The officials would not provide details of where or when Hamza bin Laden died or if the U.S. played a role in his death.
Asked by reporters on Wednesday whether the U.S. had intelligence that Hamza is dead, President Donald Trump said, “I don’t want to comment on that.”
Is he really dead, though? The New York Times sounds skeptical:
Mr. bin Laden had been mistakenly pronounced dead before, when officials thought he had died in the SEAL raid to kill his father. Two years ago, there was also a failed attempt to kill him, according to three officials.
Thomas Joscelyn, a senior fellow with the Foundation for Defense of Democracies noted on Twitter on Thursday that Al Qaeda-affiliated channels on Telegram, the messaging app, had been discussing the reports of Mr. bin Laden’s death, but there has been no official confirmation or denial from Al Qaeda’s general command.

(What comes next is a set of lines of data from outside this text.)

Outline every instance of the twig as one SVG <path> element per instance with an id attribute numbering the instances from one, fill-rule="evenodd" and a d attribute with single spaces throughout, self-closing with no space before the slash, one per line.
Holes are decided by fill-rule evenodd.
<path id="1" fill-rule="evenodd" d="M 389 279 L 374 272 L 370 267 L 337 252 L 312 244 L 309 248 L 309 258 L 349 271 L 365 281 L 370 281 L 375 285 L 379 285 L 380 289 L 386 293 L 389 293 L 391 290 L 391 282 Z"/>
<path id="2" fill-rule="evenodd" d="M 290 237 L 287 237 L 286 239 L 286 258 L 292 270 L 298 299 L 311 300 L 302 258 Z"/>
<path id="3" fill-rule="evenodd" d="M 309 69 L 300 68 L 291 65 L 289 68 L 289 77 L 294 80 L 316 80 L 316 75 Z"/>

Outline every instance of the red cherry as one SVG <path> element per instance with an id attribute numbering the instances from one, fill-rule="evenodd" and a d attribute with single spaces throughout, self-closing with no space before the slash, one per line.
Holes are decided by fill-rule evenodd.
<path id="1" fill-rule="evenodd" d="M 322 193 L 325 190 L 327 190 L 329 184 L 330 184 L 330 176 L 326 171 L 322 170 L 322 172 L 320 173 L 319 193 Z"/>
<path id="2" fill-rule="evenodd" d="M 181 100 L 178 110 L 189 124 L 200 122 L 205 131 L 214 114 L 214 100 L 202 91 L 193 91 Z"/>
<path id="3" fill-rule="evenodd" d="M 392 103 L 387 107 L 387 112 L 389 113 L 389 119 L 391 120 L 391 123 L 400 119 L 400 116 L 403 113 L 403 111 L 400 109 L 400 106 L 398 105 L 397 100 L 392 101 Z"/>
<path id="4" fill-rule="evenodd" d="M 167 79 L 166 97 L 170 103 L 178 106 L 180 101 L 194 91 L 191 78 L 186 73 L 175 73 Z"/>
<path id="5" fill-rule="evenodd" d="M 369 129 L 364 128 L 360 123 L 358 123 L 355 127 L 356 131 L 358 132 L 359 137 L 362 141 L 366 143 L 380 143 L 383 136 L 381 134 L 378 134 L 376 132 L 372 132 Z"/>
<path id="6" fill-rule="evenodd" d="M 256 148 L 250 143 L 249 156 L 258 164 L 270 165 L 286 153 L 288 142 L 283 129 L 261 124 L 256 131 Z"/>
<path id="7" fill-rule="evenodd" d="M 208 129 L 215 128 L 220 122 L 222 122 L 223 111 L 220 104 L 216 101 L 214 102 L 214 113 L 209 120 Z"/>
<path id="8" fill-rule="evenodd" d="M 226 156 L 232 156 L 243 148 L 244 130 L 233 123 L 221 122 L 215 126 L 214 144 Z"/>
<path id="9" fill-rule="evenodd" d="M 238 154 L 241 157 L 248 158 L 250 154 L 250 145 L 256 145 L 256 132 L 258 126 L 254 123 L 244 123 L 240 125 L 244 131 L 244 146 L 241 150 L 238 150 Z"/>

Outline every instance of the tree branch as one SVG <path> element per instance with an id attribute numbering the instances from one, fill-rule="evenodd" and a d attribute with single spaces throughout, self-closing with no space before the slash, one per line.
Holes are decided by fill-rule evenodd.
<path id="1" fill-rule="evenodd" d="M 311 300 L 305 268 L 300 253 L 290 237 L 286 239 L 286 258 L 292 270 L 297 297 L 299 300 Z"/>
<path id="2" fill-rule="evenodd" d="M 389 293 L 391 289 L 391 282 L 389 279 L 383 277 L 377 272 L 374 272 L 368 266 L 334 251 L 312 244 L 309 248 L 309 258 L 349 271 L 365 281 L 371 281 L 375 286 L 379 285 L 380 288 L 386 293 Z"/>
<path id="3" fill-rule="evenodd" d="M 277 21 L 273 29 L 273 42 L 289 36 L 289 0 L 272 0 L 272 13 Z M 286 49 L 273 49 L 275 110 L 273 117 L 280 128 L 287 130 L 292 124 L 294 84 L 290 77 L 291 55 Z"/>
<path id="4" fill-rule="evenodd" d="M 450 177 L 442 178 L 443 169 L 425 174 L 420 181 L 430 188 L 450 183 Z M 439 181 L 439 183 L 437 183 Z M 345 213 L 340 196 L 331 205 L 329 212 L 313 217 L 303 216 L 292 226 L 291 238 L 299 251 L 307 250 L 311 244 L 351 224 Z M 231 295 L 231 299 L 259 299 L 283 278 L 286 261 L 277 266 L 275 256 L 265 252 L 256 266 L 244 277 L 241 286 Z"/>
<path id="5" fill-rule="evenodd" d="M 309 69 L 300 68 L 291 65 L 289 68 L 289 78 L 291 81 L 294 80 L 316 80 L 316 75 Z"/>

We should all be a little skeptical until solid evidence develops publicly. Hamza had been asserting himself as a leader of AQ, although not the leader, with occasional exhortations to terrorists within the network about the joys of martyrdom. More recently, Hamza had called for the overthrow of the Saudi monarchy — another pet cause of his father — and attacks on Israel. Those recordings came from 2015, and the lack of action from those suggest that Hamza was less of an operational leader and more of an inspirational figurehead, someone Zawahiri could use for recruitment and loyalty rather than a true successor. Had his father issued tapes like that, it would have signaled the start of attacks.
If that’s the case, the loss will still hurt AQ but may not cripple it, if Hamza is in fact dead at all. Zawahiri will lose the opportunity to keep the bin Laden brand alive and with it any argument for supremacy among radical-Islamist terror networks, but it won’t set them back operationally. The threat remains regardless of whether Hamza is alive or pining for the fjords, and we should not be taking our eyes off the ball either way.